Sénégal : ousmane sonko rejette la pression occidentale sur l’homosexualité
Le Premier ministre sénégalais Ousmane Sonko a réaffirmé avec fermeté sa position contre l’homosexualité, refusant catégoriquement d’envisager un moratoire sur l’application de la loi en vigueur. Il a promis que la justice sénégalaise mènerait ses enquêtes « jusqu’au bout », sans exception, y compris parmi les personnalités proches du gouvernement. « Il n’est pas question de cacher les gros poissons », a-t-il lancé, alors que plusieurs figures politiques sont actuellement visées par des enquêtes pour homosexualité présumée.
Depuis trois mois, plus d’une centaine de personnes ont été interpellées pour des faits qualifiés de « contre nature », certains étant également accusés de transmission volontaire du VIH. Cette vague d’arrestations intervient alors qu’un collectif d’intellectuels africains a publié une tribune dimanche 18 mai, appelant à suspendre l’application de cette loi controversée.
une opposition radicale aux pressions extérieures
« Nous n’avons pas de leçons à recevoir de l’Occident » sur ce sujet, a martelé Ousmane Sonko. Le chef du gouvernement a dénoncé une « tyrannie » exercée par les pays occidentaux, qu’il accuse de vouloir imposer leurs normes sociétales au reste du monde, notamment à travers le contrôle des médias internationaux. Pour lui, cette pression représente une atteinte à la souveraineté du Sénégal et de l’Afrique entière.

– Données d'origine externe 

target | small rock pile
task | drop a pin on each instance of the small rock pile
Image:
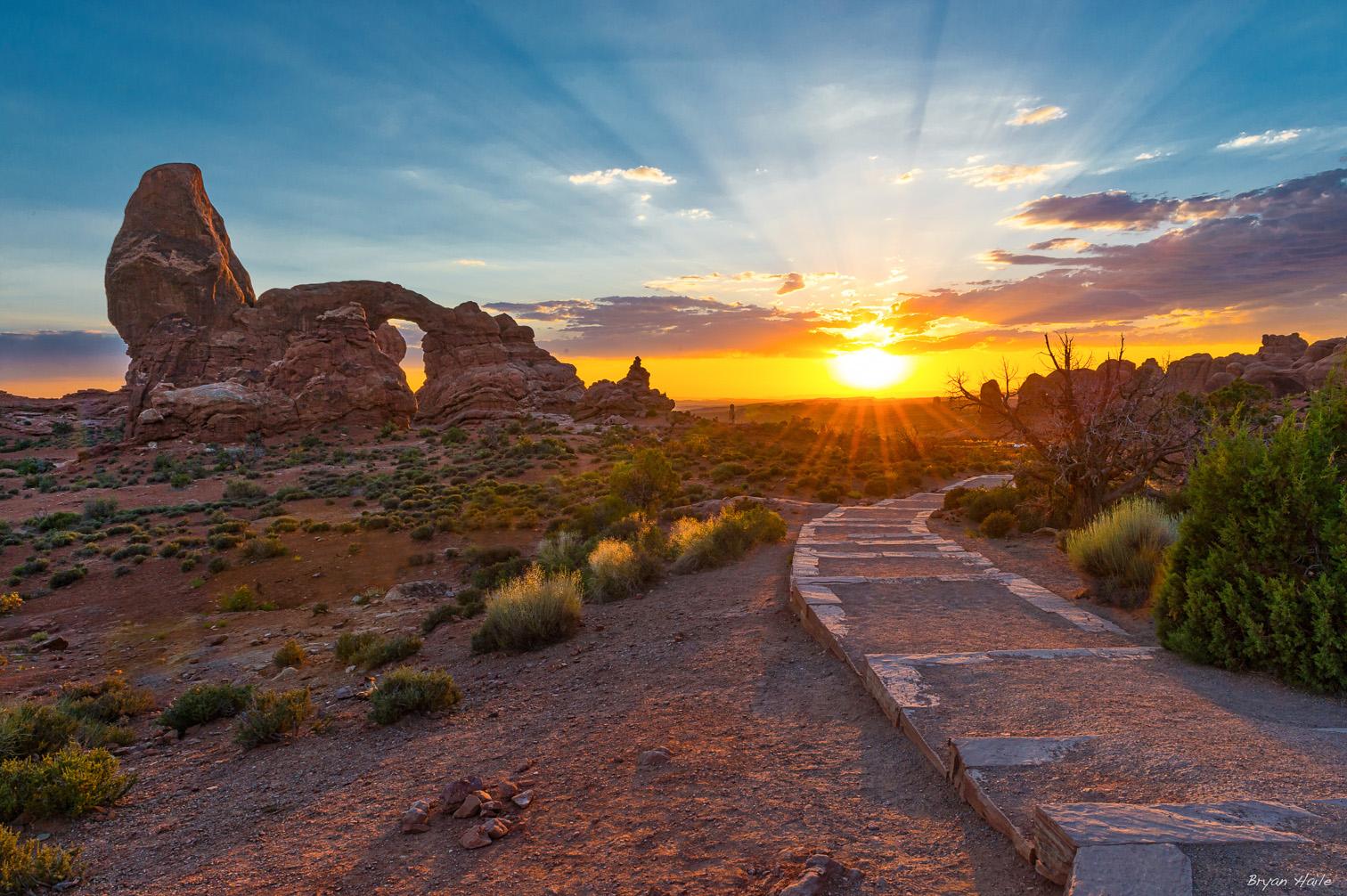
(494, 810)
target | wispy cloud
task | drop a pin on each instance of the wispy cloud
(640, 174)
(1112, 210)
(1265, 139)
(1008, 175)
(1039, 115)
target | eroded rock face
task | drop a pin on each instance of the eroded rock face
(209, 357)
(631, 398)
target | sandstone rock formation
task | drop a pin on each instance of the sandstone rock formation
(212, 359)
(631, 398)
(1284, 364)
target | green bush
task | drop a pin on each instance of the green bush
(107, 701)
(997, 525)
(529, 612)
(29, 864)
(700, 544)
(202, 704)
(273, 716)
(617, 570)
(66, 783)
(1123, 546)
(371, 649)
(405, 690)
(1258, 575)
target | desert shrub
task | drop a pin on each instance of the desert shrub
(29, 864)
(617, 570)
(371, 649)
(290, 654)
(1123, 546)
(978, 503)
(66, 577)
(405, 690)
(997, 525)
(242, 599)
(263, 549)
(529, 612)
(723, 538)
(273, 716)
(646, 480)
(560, 551)
(202, 704)
(1257, 578)
(66, 783)
(107, 701)
(242, 491)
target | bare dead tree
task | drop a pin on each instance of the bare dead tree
(1096, 434)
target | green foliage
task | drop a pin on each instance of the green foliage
(1258, 575)
(997, 525)
(371, 649)
(405, 690)
(647, 480)
(66, 783)
(700, 544)
(107, 701)
(290, 654)
(273, 716)
(29, 864)
(529, 612)
(1125, 546)
(202, 704)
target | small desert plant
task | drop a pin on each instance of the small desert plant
(617, 570)
(29, 864)
(273, 716)
(997, 525)
(723, 538)
(529, 612)
(291, 654)
(69, 782)
(107, 701)
(405, 690)
(202, 704)
(1125, 544)
(371, 649)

Le Premier ministre a par ailleurs abordé la question de la dette publique sénégalaise, estimée à 119 % du PIB, qualifiant la situation économique du pays de « difficile ». Malgré ce contexte, il a défendu son plan de redressement budgétaire, mettant en avant les progrès réalisés grâce à une meilleure collecte des recettes fiscales.
vers une relance des négociations avec le fmi
Le ministre des Finances, Cheikh Diba, a tenu à rassurer sur la gestion de la dette. « La situation est en cours de traitement », a-t-il déclaré, précisant que des discussions avec le Fonds monétaire international reprendront dès la semaine du 8 juin. L’objectif ? Finaliser d’ici fin juin les grandes lignes d’un nouveau programme avec l’institution financière. Ces échanges avaient été interrompus en octobre 2025, faute d’entente sur la nécessité d’une restructuration de la dette sénégalaise.